Ayant franchi la barre des 80% en compétition internationale pour la première fois lors du Grand Spécial du CDI 4* autrichien de Fritzens, en juin 2011, il avait permis à Carl Hester de briller quelques semaines plus tard lors des championnats d’Europe de Rotterdam. Là, le couple avait signé un Grand Prix et un Spécial d’anthologie, même si le jury ne lui avait attribué que la deuxième place dans la seconde épreuve. Il s’était octroyé une seconde médaille d’argent individuelle dans la Libre, après s’être paré d’or collectif. À Londres, l’année suivante, la paire avait largement contribué au titre olympique de la Grande-Bretagne en signant le troisième meilleur Spécial de l’événement, avant de prendre la cinquième place de la finale individuelle. Monté par Charlotte Dujardin début 2013, le petit étalon noir avait retrouvé Carl Hester pour les Européens de Herning, qu’il avait achevés avec l’argent par équipes et deux sixièmes places individuelles.
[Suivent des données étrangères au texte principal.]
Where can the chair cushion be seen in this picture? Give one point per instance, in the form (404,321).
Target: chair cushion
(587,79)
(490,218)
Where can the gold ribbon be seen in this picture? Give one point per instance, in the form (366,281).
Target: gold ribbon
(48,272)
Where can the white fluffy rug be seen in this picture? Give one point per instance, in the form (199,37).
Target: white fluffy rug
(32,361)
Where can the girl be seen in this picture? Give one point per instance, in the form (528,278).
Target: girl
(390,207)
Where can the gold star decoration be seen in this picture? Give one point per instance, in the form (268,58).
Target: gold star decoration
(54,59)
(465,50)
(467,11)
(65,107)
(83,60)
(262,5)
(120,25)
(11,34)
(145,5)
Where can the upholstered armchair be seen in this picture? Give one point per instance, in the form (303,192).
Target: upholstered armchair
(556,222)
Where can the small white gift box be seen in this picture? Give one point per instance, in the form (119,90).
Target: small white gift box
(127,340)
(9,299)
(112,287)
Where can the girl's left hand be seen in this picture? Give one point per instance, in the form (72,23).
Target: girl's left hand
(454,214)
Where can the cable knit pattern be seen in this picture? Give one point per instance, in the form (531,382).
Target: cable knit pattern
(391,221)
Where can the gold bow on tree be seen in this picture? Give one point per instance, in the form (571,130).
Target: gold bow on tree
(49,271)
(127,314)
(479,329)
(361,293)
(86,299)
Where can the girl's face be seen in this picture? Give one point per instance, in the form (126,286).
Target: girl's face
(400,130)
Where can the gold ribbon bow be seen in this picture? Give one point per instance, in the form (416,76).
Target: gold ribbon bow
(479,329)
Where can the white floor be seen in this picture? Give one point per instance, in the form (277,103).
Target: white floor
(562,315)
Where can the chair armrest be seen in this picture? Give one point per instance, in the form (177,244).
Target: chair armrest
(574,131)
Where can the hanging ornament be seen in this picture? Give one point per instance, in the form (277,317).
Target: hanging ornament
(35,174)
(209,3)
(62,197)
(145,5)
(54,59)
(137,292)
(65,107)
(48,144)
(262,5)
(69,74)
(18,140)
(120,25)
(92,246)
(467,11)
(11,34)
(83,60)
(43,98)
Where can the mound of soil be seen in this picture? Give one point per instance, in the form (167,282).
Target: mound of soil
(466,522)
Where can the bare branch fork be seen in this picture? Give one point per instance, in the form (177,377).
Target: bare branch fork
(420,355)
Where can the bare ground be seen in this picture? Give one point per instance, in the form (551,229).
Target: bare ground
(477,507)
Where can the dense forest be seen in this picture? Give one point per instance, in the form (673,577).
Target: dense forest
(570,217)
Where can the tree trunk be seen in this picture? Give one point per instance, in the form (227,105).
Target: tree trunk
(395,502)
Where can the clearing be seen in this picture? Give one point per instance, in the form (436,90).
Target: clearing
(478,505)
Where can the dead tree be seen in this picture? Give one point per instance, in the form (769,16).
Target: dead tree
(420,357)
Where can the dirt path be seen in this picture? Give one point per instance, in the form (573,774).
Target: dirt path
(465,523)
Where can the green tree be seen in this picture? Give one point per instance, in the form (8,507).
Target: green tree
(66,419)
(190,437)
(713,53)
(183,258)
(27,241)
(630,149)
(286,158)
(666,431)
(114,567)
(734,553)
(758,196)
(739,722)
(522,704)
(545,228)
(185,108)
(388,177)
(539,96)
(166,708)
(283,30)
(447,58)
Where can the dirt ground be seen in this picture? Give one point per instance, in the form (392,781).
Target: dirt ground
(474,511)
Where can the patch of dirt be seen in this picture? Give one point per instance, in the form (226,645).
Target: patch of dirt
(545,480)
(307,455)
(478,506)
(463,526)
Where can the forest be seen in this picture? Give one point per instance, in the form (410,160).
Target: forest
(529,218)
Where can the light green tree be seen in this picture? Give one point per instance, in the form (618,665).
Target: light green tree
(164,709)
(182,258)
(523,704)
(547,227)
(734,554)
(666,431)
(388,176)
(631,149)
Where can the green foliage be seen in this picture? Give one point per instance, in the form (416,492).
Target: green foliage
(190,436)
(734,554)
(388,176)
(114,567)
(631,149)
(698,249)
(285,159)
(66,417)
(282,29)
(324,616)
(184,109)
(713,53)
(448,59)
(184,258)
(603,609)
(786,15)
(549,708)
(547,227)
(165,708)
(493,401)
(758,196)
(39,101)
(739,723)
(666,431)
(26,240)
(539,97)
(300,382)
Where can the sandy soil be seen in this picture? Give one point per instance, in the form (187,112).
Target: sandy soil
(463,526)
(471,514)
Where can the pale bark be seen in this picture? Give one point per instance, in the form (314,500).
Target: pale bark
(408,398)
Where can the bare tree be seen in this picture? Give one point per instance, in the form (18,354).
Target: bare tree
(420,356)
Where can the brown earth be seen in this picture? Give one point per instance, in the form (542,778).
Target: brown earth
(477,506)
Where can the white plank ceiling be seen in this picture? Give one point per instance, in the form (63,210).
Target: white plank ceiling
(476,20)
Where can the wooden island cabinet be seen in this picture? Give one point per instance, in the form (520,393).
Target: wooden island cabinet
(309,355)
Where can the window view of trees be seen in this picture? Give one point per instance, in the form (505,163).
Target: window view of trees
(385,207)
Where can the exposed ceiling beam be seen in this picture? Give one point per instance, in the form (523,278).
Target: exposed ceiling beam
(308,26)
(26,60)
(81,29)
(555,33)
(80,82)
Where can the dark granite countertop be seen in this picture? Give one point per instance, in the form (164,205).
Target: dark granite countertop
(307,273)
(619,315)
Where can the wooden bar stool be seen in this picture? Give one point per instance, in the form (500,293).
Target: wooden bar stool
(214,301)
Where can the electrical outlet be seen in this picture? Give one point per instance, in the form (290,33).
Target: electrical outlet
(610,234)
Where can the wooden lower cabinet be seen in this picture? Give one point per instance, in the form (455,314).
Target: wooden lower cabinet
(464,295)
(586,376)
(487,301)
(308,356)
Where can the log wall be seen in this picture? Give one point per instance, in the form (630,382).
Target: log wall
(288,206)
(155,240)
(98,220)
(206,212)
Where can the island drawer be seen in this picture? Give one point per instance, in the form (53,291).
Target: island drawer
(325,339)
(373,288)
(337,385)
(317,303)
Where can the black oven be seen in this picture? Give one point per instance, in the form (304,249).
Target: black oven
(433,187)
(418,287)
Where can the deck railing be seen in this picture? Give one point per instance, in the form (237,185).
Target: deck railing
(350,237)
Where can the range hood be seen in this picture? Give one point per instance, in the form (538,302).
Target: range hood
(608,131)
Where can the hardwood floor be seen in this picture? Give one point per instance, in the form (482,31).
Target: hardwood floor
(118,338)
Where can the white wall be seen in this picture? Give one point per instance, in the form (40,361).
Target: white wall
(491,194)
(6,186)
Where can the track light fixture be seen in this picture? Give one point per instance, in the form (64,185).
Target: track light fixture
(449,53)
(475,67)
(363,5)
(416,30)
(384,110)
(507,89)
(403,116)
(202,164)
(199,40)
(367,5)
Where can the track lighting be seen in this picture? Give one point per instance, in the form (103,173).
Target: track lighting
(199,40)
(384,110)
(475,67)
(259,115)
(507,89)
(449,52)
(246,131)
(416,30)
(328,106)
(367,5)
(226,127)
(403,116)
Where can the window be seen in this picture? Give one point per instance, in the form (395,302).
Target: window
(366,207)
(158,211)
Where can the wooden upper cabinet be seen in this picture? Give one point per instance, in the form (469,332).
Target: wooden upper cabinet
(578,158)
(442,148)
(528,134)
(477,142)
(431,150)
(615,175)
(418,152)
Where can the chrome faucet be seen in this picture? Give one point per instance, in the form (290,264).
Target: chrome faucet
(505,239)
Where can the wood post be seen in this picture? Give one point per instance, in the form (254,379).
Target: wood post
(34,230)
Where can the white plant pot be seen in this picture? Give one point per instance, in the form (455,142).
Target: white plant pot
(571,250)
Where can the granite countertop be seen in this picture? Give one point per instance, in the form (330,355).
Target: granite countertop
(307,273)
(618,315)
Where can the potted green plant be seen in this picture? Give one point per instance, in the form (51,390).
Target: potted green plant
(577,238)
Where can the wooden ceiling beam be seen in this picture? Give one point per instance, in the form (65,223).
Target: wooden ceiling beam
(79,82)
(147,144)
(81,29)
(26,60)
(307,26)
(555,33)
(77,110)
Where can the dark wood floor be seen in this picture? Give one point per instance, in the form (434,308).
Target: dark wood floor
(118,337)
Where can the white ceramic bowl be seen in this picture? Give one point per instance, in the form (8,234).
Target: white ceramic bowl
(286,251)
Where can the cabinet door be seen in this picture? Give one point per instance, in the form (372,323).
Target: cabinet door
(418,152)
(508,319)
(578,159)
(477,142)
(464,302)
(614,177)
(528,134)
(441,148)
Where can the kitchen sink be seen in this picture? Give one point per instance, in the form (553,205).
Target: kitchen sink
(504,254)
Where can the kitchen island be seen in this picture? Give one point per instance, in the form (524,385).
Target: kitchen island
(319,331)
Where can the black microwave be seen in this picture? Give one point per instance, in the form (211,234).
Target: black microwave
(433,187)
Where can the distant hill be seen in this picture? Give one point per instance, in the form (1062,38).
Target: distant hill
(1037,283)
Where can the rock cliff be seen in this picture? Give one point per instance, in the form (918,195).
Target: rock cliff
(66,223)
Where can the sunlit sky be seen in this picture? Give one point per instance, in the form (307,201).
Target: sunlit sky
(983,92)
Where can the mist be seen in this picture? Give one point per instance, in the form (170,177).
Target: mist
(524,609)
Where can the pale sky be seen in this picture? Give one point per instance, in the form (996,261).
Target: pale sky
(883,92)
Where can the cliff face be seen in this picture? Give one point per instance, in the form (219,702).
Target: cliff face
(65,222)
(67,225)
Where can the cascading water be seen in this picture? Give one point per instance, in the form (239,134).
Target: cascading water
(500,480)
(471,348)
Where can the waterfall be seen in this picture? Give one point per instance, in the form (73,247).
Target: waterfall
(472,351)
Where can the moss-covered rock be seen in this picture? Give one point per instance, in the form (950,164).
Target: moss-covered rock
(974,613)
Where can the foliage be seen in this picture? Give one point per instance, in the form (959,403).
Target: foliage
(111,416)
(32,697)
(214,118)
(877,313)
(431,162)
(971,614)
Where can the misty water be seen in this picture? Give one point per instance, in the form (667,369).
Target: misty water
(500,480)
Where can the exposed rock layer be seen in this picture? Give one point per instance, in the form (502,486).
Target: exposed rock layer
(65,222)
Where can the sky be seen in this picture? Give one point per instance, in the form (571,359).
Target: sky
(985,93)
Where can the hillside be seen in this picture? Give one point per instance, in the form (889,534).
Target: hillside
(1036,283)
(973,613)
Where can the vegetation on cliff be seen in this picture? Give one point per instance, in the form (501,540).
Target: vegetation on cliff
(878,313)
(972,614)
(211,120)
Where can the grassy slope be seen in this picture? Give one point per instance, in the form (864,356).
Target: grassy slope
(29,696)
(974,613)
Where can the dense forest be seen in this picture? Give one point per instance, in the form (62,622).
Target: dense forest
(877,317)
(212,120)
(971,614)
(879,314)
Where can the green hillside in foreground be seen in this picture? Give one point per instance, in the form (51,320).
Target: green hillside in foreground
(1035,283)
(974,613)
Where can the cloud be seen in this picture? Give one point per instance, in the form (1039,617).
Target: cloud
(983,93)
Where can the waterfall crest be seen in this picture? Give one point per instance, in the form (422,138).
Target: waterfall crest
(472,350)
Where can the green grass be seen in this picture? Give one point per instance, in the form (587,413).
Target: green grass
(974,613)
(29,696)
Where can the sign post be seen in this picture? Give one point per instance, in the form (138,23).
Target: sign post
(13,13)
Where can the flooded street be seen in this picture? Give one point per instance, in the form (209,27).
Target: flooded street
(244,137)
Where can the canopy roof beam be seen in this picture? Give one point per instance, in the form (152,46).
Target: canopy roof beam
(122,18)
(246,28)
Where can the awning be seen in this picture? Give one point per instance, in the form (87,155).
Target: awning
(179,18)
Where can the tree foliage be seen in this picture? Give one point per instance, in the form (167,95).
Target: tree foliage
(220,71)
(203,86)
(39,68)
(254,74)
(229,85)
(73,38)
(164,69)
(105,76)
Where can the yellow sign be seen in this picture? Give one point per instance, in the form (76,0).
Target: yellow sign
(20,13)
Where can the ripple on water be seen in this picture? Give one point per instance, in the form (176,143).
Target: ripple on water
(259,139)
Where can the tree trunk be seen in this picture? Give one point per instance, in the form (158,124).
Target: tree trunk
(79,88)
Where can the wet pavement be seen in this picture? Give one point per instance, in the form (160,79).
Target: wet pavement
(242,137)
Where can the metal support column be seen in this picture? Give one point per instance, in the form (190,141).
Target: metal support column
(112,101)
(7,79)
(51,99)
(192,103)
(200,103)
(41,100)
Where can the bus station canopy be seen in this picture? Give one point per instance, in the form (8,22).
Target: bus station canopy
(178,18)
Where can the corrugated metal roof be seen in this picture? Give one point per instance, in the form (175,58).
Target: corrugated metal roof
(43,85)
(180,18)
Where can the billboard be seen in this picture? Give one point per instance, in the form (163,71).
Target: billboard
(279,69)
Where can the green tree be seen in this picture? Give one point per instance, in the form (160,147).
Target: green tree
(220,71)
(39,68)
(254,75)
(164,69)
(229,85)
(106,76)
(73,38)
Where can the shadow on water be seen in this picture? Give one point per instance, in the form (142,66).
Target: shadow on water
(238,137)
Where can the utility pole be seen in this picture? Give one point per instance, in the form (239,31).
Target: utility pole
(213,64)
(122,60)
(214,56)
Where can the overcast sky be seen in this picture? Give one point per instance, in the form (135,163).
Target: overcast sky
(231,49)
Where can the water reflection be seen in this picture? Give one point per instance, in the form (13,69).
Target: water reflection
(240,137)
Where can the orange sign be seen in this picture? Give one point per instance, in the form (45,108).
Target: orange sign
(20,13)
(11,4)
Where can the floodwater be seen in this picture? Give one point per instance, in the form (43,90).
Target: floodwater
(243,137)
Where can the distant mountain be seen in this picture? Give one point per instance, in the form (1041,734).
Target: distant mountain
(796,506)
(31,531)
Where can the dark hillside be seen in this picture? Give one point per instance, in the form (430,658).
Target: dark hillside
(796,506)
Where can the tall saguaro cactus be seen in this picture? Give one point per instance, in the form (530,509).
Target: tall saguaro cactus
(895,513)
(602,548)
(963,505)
Après cela, il avait encore pris part à quelques concours internationaux avec la triple championne olympique, concluant sa carrière en CDI à Amsterdam, en janvier 2016. 



“Je les aimerai à jamais et ils me manqueront pour toujours”, Carl Hester

“Dormez bien, Blueberry et Uti (comme était appelé Uthopia, ndlr)”, a écrit Carl Hester. “Vous étiez deux des meilleurs chevaux de notre génération. C’est avec une immense tristesse que nous avons dit au revoir à Valegro et Uthopia. Sans aucun doute, cette perte est difficile à appréhender. [...] L’écurie n’a tout simplement plus la même atmosphère sans eux, il flotte comme un vide dans l’air. Valegro et Uthopia ont fait bien plus que remporter des médailles et écrire l’histoire: ils ont offert un âge d’or à notre sport. Ils ont tous deux démontré que l’on peut réussir de grandes choses en mettant toujours à l’honneur la douceur, la sensibilité et l’harmonie. Ils ont rendu une nation fière et inspiré bien des personnes. Avoir contribué à leur parcours restera à jamais l’une de mes plus grandes fiertés. Toute notre équipe et moi-même éprouvons une profonde gratitude envers eux pour la joie qu’ils nous ont procurée à la maison, et aussi pour celle qu’ils ont donnée à leurs fans. [...] Ils laissent un vide immense. L’écurie a changé à jamais, et nous aussi. Ils constituaient notre famille; je les aimerai à jamais et ils me manqueront pour toujours. L’influence qu’ils ont exercée restera mais, malheureusement, on ne peut garder les chevaux pour toujours. On ne peut emporter que l’empreinte qu’ils laissent en nous, et Dieu sait que celle de ces deux chevaux est marquante.”